Die von der Ausgliederung betroffenen Arbeitnehmerinnen führten am 29.8. an der Uniklinik eine Protestkundgebung durch. In einem Brief an die Ulmer Landtagsabgeordneten baten sie um Unterstützung im Landtag und bei der Landesregierung. Es ist nicht zu glauben, wie Mitarbeiter, die jahrelang gewissenhaft ihre Arbeit getan haben, von Bürokraten zu Lohnsklaven degradiert werden. Redliche Arbeitgeber – zumal in mittelständischen Betrieben mit persönlichen Beziehungen – empfänden dieses Verhalten Mitarbeitern gegenüber als unanständig und verwerflich.

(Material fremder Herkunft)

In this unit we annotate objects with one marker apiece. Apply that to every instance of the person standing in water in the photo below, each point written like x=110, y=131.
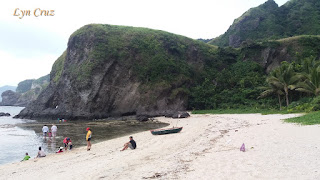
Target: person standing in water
x=27, y=157
x=54, y=130
x=41, y=153
x=67, y=142
x=45, y=130
x=131, y=144
x=88, y=139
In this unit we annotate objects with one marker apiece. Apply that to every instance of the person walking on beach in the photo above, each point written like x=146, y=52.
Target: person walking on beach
x=60, y=150
x=27, y=157
x=67, y=142
x=54, y=130
x=45, y=130
x=41, y=153
x=131, y=144
x=88, y=138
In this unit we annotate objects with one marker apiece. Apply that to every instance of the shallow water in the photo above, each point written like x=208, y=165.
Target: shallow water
x=19, y=136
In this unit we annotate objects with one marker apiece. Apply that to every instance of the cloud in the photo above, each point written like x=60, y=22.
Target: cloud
x=16, y=69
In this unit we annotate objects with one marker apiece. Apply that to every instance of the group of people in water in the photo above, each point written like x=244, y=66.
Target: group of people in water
x=68, y=143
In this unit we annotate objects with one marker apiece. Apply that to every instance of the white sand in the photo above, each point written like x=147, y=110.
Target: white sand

Und was hört man in dieser Angelegenheit vom sozialdemokratischen Oberbürgermeister?
Sympathie für die Betroffenen?
Eine Solidaritätsadresse?
Ein mahnendes Wort an die Bürokraten der Uniklinik?

Ich habe bisher nichts gehört. Sie etwa? Auch das sollten wir im Hinterkopf behalten, wenn wir im Dezember einen neuen Oberbürgermeister wählen.